Chiullan is the guy who has taken over PR for N-Control, the Miami-based company that created a previously not-very-well-known video-game controller accessory called the Avenger Controller.
And his first—and pretty much primary—order of business? To publicly divorce his new client from its old PR guy, a contractor named Paul Christoforo. He did that quite actively in both his Twitter stream and a press release.
The contretemps began earlier this week when Christoforo took issue with a customer who complained about not getting his controller on time. He responded with an over-the-top, nasty tirade to the customer. It might have ended there quietly had the tirade not been posted on gaming forum Penny Arcade.
The Internet noticed.
Things did not stop there. People took to Amazon.com to trash the controller with lousy reviews—whether or not they’d bought it, or even used it. And that doesn’t even begin to count negative articles, tweets, and blog posts.
The result: A lot of people think the Avenger is a bad product, backed by a bully.
That’s where Chiullan came in. Chiullan told the Daily Dot he’s a public-relations disaster specialist who took it upon himself to get in touch with N-Control’s founder through a mutual friend after he learned about the disaster the same way everyone else did —online.
N-Control owner David Kotkin had heard all about the debacle. But he needed help, said Chiullan in a phone interview from his home in Austin, Texas.
“About 11:30 yesterday evening I was on the phone with David, the creator of the thing. I asked him very pointedly; ‘I‘ve already spent a few hours thinking about this. But I’ve got to know why this guy was with you as long as he was with you. He doesn’t seem like much of a PR rep.’”
The answer? “All David really told me was, ‘We’re a startup; we’re a virtually brand-new company. There are only so many options.’”
Christoforo had a compelling personal story, Chiullan said. He had been an underdog. It just turned out he wasn’t very good with customers, Chiullan said; in fact, he’s been involved with other customer arguments, although none as public as this one.
Kotkin had trusted Christoforo and that was his problem. “The biggest thing David can be faulted for is putting his trust in someone that wasn’t trustworthy,” Chiullan said.
He was a bit more pointed in the press release, where he wrote:
N-Control would like to publicly apologize to existing and potential customers, as well as the gaming community at large, for allowing Mr. Christoforo to abuse his power so unforgivably. The Avenger was invented to provide greater accessibility to disabled gamers, and bullying tactics are the last thing that should be associated with this product.
The release goes into great detail, making it clear that Christoforo has no financial stake in the company.

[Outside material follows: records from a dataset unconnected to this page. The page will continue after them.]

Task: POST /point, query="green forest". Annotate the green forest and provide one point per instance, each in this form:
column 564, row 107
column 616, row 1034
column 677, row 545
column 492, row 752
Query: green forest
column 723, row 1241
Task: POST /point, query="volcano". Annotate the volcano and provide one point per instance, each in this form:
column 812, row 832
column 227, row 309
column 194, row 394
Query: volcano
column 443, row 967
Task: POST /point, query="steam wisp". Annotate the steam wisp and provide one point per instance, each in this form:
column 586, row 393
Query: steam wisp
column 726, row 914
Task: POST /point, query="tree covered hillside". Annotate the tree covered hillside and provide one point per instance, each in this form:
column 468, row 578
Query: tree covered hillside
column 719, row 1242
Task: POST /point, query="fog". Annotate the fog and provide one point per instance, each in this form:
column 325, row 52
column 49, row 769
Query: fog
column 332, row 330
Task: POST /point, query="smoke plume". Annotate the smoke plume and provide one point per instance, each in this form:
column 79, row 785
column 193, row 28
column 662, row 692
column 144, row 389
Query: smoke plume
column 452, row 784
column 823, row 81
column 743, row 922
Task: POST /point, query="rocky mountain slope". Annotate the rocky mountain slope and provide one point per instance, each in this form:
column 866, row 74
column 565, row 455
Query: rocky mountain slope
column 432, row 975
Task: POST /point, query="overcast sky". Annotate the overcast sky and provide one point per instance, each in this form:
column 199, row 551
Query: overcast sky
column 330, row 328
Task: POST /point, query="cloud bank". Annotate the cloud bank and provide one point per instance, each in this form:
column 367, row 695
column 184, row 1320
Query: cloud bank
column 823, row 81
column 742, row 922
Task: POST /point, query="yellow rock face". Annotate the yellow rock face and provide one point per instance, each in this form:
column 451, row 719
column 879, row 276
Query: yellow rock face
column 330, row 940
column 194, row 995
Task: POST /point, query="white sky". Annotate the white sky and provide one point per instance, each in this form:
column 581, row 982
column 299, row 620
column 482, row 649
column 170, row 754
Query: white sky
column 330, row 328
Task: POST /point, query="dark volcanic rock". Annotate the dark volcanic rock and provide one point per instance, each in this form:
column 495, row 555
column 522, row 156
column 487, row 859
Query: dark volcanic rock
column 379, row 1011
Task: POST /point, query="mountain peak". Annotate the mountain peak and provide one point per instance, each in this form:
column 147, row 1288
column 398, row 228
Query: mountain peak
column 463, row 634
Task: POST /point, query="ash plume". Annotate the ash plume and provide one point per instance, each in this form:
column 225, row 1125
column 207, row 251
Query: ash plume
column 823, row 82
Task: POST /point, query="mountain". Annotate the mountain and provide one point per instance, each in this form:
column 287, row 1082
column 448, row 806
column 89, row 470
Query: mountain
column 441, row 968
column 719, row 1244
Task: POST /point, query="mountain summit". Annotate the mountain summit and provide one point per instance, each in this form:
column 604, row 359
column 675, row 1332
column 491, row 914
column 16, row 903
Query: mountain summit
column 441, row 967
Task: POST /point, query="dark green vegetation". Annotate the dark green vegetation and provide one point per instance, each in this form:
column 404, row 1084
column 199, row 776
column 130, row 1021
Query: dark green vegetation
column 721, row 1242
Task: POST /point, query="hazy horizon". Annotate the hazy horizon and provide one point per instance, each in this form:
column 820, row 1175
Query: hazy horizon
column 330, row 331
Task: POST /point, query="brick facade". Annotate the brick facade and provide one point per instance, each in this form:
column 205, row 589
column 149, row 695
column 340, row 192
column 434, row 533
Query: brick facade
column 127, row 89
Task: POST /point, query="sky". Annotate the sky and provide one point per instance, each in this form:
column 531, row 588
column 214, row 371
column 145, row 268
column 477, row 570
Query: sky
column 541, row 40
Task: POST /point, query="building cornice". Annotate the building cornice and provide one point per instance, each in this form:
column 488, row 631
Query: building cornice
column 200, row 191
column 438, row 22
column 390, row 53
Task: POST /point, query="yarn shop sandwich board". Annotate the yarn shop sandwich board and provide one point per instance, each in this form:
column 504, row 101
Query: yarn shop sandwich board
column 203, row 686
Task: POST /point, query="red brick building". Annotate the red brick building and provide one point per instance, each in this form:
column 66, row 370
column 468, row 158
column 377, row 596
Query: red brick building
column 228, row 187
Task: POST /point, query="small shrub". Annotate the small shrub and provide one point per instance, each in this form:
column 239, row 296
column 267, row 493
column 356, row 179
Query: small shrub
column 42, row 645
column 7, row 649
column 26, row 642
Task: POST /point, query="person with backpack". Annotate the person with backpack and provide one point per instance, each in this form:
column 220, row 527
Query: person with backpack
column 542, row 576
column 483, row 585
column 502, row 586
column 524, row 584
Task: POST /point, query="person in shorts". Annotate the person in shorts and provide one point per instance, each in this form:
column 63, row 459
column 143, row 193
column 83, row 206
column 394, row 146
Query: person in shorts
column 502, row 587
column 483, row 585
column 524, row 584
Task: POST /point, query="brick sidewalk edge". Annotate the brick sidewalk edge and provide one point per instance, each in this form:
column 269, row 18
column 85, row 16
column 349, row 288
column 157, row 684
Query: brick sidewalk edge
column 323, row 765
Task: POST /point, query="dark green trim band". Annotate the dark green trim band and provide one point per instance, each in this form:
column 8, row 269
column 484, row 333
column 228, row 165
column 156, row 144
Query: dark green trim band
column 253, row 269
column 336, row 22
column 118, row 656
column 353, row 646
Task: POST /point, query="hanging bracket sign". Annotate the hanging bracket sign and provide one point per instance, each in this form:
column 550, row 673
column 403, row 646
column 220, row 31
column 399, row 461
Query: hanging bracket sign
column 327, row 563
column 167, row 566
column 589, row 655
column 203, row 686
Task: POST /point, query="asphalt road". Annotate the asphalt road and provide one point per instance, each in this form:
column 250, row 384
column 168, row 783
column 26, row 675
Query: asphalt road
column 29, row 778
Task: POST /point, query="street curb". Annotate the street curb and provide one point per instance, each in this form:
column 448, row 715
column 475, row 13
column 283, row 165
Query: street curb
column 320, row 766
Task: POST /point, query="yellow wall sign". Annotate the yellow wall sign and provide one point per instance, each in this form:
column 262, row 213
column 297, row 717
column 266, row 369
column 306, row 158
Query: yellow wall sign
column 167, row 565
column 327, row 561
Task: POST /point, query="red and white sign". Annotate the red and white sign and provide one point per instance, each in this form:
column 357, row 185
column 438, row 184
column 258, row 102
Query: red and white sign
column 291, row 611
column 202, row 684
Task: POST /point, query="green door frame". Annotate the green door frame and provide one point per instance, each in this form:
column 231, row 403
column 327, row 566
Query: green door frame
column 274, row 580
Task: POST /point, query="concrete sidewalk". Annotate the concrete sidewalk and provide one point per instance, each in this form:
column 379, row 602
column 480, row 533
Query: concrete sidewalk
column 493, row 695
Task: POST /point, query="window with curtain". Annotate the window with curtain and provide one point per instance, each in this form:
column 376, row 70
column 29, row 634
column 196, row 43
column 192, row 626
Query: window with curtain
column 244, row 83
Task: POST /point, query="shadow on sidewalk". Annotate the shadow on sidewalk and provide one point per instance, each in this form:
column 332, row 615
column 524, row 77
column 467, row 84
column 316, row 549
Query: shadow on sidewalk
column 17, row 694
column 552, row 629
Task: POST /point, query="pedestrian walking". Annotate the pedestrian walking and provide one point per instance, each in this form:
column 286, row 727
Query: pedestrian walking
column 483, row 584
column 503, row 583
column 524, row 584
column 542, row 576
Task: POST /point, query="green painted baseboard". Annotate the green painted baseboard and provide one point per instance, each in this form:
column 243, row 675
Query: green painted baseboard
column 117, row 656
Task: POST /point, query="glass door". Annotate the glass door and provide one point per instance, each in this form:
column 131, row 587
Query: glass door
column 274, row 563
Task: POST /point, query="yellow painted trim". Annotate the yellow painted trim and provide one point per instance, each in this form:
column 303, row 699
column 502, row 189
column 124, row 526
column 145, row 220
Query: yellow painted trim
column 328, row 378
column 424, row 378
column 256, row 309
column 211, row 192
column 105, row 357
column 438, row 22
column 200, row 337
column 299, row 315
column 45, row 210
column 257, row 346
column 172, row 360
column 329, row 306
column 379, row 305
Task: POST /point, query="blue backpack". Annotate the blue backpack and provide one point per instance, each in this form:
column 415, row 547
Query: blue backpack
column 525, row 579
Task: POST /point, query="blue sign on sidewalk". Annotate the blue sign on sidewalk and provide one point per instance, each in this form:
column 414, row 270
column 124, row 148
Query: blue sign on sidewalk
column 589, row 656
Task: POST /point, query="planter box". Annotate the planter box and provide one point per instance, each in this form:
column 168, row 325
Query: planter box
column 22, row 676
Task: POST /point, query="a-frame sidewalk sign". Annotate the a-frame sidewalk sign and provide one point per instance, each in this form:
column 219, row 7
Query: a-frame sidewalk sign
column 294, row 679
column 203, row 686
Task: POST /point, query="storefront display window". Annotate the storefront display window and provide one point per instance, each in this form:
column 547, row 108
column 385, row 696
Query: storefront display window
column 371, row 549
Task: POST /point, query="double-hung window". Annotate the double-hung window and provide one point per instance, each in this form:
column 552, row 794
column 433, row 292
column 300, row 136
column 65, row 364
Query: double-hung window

And Chiullan was busy tweeting to folks, letting them know about the separation, and even cracking the same kind of jokes about Christoforo’s habit of bragging about his connections that other Internet users had made.
“Paul Christoforo no longer has anything to do with us,” he tweeted. “We’d wish him well, but he already knows all the most powerful people in the world.”
But on a more serious note, Chuillan said, “it’s been a very surreal 24 hours,” and hopes that he and the company can soon put this episode behind them—or at least capitalize on it.
Like any good PR man, Chiullan gave the whole thing a positive spin: “The company was a growing company,” he said.
“The opportunity,” he said, is that now there’s a “wide audience” familiar with the brand. It “is something that potentially we can capitalize on. The opportunity is there for Avenger Controllers to convert bad blood into a much broader awareness of the product.”
Chances are we’ll be hearing more about this. And soon.